My ds's friend's mum struggles with English so I help out with emails from school and so on. They are top set year 10, and recently did a mock GCSE and as a class, did rather less well than either they or the teacher expected. They have already been warned that they will probably not all be put in for the Higher tier paper. She emailed the teacher asking what this meant for her son- he needs an A equivalent for what he wants to do next, so it matters- and got this reply-
I will keep you posted as to his progress with the Higher Tier content as we progress and let you know of any concerns that I have. We have moved the seating arrangements around in the lesson so that he can keep his focus for a longer period of time. He was not fully focussed this morning and we had a chat after the lesson and agreed to move him in the hope that it will improve his work rate and attention span. If this fails to happen, then we may need to look at a set move so that he can work on easier content (the Foundation tier)

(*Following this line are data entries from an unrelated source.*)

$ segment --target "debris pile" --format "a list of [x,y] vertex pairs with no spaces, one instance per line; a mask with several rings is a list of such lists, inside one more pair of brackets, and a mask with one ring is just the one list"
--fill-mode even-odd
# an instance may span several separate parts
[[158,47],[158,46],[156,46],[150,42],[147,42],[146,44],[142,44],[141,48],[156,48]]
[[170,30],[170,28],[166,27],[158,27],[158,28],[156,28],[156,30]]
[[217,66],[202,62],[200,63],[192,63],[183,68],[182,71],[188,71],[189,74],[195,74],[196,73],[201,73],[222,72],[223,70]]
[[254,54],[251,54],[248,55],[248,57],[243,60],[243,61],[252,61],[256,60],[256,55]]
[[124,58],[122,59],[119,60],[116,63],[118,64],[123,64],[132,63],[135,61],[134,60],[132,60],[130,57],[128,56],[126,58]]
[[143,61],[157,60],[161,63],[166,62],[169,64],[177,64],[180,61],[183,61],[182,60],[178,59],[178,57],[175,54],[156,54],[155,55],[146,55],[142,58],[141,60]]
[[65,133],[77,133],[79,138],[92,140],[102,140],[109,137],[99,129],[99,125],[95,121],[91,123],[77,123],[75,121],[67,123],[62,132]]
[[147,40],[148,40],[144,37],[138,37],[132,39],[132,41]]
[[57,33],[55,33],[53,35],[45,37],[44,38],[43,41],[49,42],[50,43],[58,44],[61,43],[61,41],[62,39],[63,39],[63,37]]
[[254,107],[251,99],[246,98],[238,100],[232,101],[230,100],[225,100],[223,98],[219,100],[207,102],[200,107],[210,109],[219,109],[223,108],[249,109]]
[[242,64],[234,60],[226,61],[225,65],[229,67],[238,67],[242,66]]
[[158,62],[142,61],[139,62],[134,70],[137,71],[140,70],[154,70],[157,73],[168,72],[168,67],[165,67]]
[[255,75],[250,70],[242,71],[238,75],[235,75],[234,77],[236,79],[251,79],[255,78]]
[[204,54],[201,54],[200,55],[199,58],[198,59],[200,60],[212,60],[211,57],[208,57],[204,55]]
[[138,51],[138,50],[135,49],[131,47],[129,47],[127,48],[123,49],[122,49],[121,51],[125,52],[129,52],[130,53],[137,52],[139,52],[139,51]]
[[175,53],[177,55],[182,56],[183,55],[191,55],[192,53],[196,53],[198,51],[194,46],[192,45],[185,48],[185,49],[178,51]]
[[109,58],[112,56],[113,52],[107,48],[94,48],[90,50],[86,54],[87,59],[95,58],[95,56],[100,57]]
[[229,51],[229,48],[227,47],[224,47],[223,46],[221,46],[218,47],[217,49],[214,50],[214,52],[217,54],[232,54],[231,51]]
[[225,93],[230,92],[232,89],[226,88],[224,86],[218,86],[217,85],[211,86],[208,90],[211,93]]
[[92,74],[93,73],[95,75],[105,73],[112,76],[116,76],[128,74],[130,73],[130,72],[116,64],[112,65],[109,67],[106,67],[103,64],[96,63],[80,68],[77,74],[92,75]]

She and I both interpreted that as meaning he was definitely "in the drop zone" but when she asked her DS about this he seemed genuinely surprised and shocked. So she emailed the school again asking the teacher to have a word with him and tell him where he stood.
He came home yesterday saying that the teacher had said "it's fine, you're definitely not going anywhere, you're not moving to foundation. Tell your mum not to worry". My DS heard him saying this so either they have both concocted a story or it's what he actually said.
I'm now completely paranoid that I've interpreted the email wrongly and panicked my friend unnecessarily. But I'm right, aren't I? The email and what he told the boy are incompatible? They were only 3 days apart. If it was me I'd just ring up on Monday, but she won't do this.